私は図面を引き、現場ではなるべく自ら槌を振るう。設計と施工を分けないのは、現場でしか見えない「ズレ」をその場で捕まえたいからだ。
そして現場でしか見えない「伸び代」も確かにそこにある。
つくることは壊すことから始まる。今まで見えなかった部分が見えるようになって、こんなことができるかもしれないとか、逆にこれはできない(意味がない)とか発見がたくさんある。その場でそれを残さず捕まえて、弱点は逆転させて設計図をよりよいものに変えていく。柔軟に自由に、まだこの先に行けるかもしれない、っていう挑戦を重ねていける。それは私が大工であってなおかつデザインから作って設計しているからこそできることだと思う。

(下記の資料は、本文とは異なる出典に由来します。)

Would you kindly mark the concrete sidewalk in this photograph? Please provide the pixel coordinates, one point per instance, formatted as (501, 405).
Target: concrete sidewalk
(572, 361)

「棟梁」。かつてそう呼ばれていた大工の親方は、頭の中に立体図を描きながら現場を仕切っていた。お客さんの願いや土地の流れに耳を澄まし、材料の質を見極めクセを感じ取り、自分の技術・経験そしてセンスをすべて駆使して一軒の建物を作りあげる。そしてそのあとも建築と住む人に寄り添って長く安心して暮らしていけるようにしていく。
分業化・効率化の波の中でその存在は薄れていったけど、そんな今だからこそ私はそうありたいと思う。設計図はひとつの地図。目的地は決まっているが、雨の日も晴れの日も、どの道を通るかは、歩きながら肌で感じる風や景色に委ねる方が、ずっと面白い旅になる。
くらしであそべ。それは暮らす人にもつくる人にもそうであってほしいという願いでもある。